Fintechs have been attracting massive amounts of capital in recent months, but the coronavirus may halt their momentum.

Last week Revolut, the mobile-first financial services company, raised $500 million in funding at a $5.5 billion valuation.

Monzo, a digital bank, and Monese, a digital money-transfer company, each recently raised close to $100 million, and Jumo, a South African financial services startup, just raised $55 million, Fortune reported.

Howard Lindzon, an early-stage investor, said there’s a lot of new money in the fintech sector "pushing valuations in fintech higher."

The flood of money comes off of 2019, which was a record year for fintech, according to CB Insights.

Trouble ahead

But as the coronavirus threatens to grind the global economy to a halt, the shine on fintech is likely to flicker.

"The widening ripples [of the outbreak] could reach far-off distances and unexpected industries, including financial technology," Jeff Kauflin wrote in Forbes.

Start with the slowdown in global travel, which pushes down the critically important cross-border business of Visa and MasterCard. The companies have warned investors their sales are expected to fall as much as 4% this quarter and, in just the last two weeks, their stock dropped 12%, according to the Forbes report.

Meanwhile, with signs the virus is spreading in the United States and people stay home more, the kinds of transactions fintechs are banking on will drop.

"Consumers will dine out less and think twice before shopping at stores where cashiers interact with hundreds of customers a day," Kauflin said.

For payments companies such as Square and Stripe, who make their money on a slice of the transaction fee, fewer transactions means less income.
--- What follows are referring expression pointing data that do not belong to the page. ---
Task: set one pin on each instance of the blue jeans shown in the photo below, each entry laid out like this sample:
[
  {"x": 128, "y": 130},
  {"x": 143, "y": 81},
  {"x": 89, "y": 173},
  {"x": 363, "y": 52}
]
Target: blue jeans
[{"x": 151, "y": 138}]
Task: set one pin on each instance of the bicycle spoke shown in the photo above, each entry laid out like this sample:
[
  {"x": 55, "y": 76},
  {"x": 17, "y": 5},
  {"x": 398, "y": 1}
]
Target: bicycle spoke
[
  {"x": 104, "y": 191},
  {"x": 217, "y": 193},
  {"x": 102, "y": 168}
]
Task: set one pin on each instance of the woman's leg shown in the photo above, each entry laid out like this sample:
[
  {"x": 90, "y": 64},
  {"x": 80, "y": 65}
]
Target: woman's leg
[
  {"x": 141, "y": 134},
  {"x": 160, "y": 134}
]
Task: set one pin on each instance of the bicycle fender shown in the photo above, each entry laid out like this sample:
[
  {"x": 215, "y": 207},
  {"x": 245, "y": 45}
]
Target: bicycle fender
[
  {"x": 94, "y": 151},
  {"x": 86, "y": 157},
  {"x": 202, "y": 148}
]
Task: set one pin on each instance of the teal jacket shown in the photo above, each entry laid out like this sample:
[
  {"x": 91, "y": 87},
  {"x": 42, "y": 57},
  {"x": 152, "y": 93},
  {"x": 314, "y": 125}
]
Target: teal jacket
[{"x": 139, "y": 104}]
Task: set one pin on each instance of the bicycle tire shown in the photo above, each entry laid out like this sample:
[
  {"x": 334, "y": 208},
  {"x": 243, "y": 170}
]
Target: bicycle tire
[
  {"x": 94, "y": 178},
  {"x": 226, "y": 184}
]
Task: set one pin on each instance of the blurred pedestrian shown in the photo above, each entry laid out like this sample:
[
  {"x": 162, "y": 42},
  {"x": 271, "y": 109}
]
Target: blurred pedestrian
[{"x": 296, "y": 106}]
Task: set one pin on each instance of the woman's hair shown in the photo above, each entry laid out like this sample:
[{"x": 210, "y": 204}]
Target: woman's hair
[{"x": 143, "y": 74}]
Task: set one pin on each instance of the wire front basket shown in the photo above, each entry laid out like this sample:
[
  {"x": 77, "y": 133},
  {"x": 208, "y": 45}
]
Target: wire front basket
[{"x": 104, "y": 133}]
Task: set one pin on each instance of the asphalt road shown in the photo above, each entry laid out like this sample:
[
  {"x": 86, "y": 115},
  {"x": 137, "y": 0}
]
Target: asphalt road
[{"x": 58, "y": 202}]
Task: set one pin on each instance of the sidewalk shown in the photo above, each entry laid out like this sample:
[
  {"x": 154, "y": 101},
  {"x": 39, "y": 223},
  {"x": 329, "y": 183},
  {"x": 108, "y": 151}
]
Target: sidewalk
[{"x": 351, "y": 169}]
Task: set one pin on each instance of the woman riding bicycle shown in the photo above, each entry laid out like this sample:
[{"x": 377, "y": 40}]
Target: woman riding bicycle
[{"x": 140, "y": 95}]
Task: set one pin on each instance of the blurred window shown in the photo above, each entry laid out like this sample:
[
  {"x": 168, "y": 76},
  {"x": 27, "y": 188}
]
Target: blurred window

For digital-first banks such as Chime, Varo and Monese that make money on the interchange fee in debit card transactions, the threat is the same.

Investments apps like Betterment and Wealthfront will also take a hit, as their income model depends on customers making stock transactions, which could decline due to market volatility.

Stuart Sopp, founder of digital bank Current and a former Wall Street trader, says the stock plummet still has a way to go before it bottoms out.

"We think the S&P goes to 2,300," from about 3,100 today, he wrote in the Forbes report. "We’re probably about halfway through this correction. It will persist for a couple of months."